In a real-world setting, the input data may be stored remotely for example, on Google Cloud Storage or HDFS. A dataset pipeline that works well when reading data locally might become bottlenecked on I/O when reading data remotely because reading the first byte of a file from remote storage can take orders of magnitude longer than from local storage.
In addition, once the raw bytes are loaded into memory, it may also be necessary to deserialize, which requires additional computation. This overhead is present irrespective of whether the data is stored locally or remotely but can be worse in the remote case if data is not prefetched effectively.
GPUs and TPUs can radically reduce the time required to execute a single training batch. Achieving peak performance requires an efficient input pipeline that delivers data for the next batch before the current batch has finished. The PyTorch DataLoader helps to build flexible and efficient input pipelines.
When preparing data, input elements may need to be pre-processed. To this end, the PyTorch Data API offers the transforms to transformation to each element of the input dataset. Because input elements are independent of one another, the pre-processing can be parallelized across multiple CPU cores. To make this possible.
While your pipeline is fetching the data, your model is sitting idle. Conversely, while your model is training, the input pipeline is sitting idle. The training step time is thus the sum of opening, reading, and training times. This tutorial demonstrates how to use the num_workers parameter of DataLoader API to build multi-process data loading input pipelines.
While the model is executing training step s, the input pipeline is reading the data for step s+1. Doing so reduces the step time to the maximum (as opposed to the sum) of the training and the time it takes to extract the data.
Python Global Interpreter Lock (GIL) prevents true fully parallelizing Python code across threads. To avoid blocking computation code with data loading, PyTorch provides an easy switch to perform multi-process data loading by simply setting the argument num_workers to a positive integer.
Single-process data loading
In this mode, data fetching is done in the same process a DataLoader is initialized. Therefore, data loading may block computing. However, this mode may be preferred when a resource(s) used for sharing data among processes are limited, or when the entire dataset is small and can be loaded entirely in memory.

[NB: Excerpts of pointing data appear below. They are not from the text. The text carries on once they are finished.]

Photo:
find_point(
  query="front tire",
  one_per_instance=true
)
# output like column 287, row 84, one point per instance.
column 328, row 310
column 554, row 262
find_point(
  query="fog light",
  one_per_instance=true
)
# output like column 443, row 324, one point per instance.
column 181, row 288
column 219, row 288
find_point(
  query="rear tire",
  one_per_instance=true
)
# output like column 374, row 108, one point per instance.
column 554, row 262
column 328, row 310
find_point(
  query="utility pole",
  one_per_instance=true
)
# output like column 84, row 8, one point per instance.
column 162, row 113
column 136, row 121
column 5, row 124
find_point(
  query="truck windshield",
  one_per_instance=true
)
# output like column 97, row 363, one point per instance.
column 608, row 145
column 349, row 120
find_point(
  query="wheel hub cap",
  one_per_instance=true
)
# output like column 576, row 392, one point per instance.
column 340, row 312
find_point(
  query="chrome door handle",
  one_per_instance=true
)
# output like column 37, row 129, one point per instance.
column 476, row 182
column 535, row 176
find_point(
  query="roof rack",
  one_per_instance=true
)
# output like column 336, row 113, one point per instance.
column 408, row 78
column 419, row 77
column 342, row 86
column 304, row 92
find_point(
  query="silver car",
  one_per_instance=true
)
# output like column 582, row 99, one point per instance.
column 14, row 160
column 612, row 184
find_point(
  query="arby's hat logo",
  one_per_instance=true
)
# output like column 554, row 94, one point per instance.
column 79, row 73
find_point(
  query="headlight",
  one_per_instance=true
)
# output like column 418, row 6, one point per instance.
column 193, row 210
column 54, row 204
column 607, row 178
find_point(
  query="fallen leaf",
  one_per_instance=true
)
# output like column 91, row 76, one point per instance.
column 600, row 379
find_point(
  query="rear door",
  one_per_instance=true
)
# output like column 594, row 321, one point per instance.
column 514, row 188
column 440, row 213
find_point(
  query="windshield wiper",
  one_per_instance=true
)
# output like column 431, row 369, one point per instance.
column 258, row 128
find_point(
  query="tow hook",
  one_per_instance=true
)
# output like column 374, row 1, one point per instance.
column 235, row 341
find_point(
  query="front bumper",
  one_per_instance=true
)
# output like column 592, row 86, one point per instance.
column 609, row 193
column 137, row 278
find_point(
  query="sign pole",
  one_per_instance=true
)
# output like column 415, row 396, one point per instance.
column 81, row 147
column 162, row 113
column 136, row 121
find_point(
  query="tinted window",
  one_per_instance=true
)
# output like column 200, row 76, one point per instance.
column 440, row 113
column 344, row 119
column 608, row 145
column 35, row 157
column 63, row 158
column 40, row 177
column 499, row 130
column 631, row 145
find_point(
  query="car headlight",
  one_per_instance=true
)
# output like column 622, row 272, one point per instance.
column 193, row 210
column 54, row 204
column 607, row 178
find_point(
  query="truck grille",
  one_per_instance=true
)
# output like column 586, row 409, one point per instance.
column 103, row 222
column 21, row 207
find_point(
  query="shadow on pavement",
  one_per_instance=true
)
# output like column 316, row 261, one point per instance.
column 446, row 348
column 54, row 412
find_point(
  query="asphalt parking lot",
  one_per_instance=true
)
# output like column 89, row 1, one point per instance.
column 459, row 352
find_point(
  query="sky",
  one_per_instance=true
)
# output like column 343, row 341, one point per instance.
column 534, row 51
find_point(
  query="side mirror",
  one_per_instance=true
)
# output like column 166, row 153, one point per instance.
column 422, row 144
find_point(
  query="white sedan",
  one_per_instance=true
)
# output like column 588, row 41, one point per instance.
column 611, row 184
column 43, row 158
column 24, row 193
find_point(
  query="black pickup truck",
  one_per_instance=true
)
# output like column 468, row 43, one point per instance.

DataLoader(ds, num_workers=0)
Single-process loading often shows more readable error traces and thus is useful for debugging.
Multi-process data loading
Setting the argument num_workers as a positive integer will turn on multi-process data loading with the specified number of loader worker processes. In this mode, each time an iterator of a DataLoader is created or when you call enumerate(dataloader), num_workers worker processes are created.
DataLoader(ds, num_workers=2)
At this point, the dataset, collate_fn, and worker_init_fn are passed to each worker, where they are used to initialize, and fetch data. This means that dataset access together with its internal IO, transforms (including collate_fn) runs in the worker process.
If you set num_workers = 1, there’s only 1 parallel process running to generate the data, which might’ve caused your GPU to sit idle for the period your data gets available by that parallel process. As you increase the no. of workers (processes), more processes are now running in parallel to fetch data in batches essentially using CPU’s multiple cores to generate the data.
DataLoader doesn’t just randomly return from what’s available in RAM right now, it uses a batch sampler to decide which batch to return next. Each batch is assigned to a worker, and the main process will wait until the desired batch is retrieved by the assigned worker.
Choosing the best value for the num_workers argument depends on your hardware, characteristics of your training data (such as its size and shape), the cost of your transform function, and what other processing is happening on the CPU at the same time. A simple heuristic is to use the number of available CPU cores.
Memory Usage
You probably noticed memory usage getting out of control when training a Pytorch model. Because Dataloaders utilize multiprocessing under the hood, which leads to unfortunate interactions with shared memory across iterations of Dataloader __getitem__ calls.
Storing arbitrary Python objects in shared memory triggers copy-on-write behavior, due to the addition of reference counting every time something reads from these objects.
If your Dataloaders iterate across a list of filenames, the references to that list add up over time, occupying memory. This is not a memory leak, but a copy-on-access problem of forked Python processes due to changing refcounts.
It isn’t a Pytorch issue either but simply is due to how Python is structured. Iterating across a huge list leads to memory increasing over time while iterating across a NumPy array doesn’t. Each element in a list has its own refcount, while a NumPy array only has a single refcount. There’s an exception; NumPy arrays with type objects behave like lists in this context. The simplest workaround is to replace native Python objects (dicts, lists) with array objects that only have one refcount (pandas, numpy, pyarrow).